Monday, Sep. 22, 1930

Snowden Brushed Aside

Snowden Brushed Aside

A stocky little tycoon who smiles and smiles (from habit rather than chronic mirth) is great Baron Melchett, No. 1 British industrialist, board chairman of Imperial Chemical Industries Ltd. Last week in Manhattan he smiled at the Bond Club, addressed to its spruce and serious members a sardonic prophecy. Within two years, he declared, the British Empire will have scrapped her historic free trade policy, girt herself with a tariff wall against U. S. and even European competition.

But what about Philip Snowden, the "Iron Chancellor" of British Labor, whom everyone knows to be a lifelong, well-nigh fanatical champion of free trade? The boldest part of Lord Melchett's speech was that in which he quietly brushed the power and prestige of the Chancellor aside:

"Although you may read that Mr. Snowden is very much opposed to this policy, I am quite sure that the people behind him, who represent organized labor in Great Britain, in no way share his views."

Moreover in the MacDonald Cabinet itself, according to Lord Melchett, "Mr. Snowden stands alone"* in opposition to a tariff policy.

Because he likes to speak in paradoxes, smiling Lord Melchett next informed the Bond Club that Britain, in preparing to erect a tariff wall around her Empire, is really seeking the benefits of free trade. "We are beginning to think along the lines of economic units the size of the United States," said he. "Your vast continent, stretching from the Atlantic to San Francisco, presents the greatest free trade area in the world. ... It owes its great prosperity not to tariffs but to its great free trade area! . . . That is something which has been overlooked in America. . . ."

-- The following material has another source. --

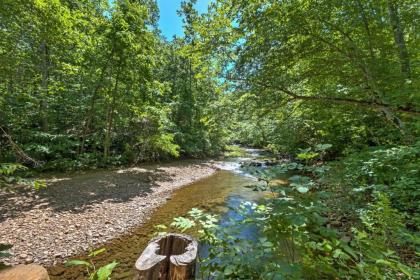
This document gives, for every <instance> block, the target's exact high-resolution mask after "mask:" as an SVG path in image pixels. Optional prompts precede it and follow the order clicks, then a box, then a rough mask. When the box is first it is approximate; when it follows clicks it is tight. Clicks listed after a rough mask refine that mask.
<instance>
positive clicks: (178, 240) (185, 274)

Finally this potent, prophetic Briton indulged in a bit of pure irony which made some of the Bond Clubbers squirm: "You have always protected your home market. The infant industries of America have remained in swaddling clothes ever since I can remember. You have put up a tariff wall which has enabled them to grow up to manhood and protects them today. In fact, the longer you go on, the higher it gets. Of course, you never have varied, and I don't think ever will vary it or should vary it now.

"I have no doubt you will be pleased at a British tariff because there is nothing so pleasing as to see your friends follow your thoughts."

*Prime Minister James Ramsay MacDonald let it be known fortnight ago that he tentatively favors an 8% tariff on all British imports (TIME, Sept. 15).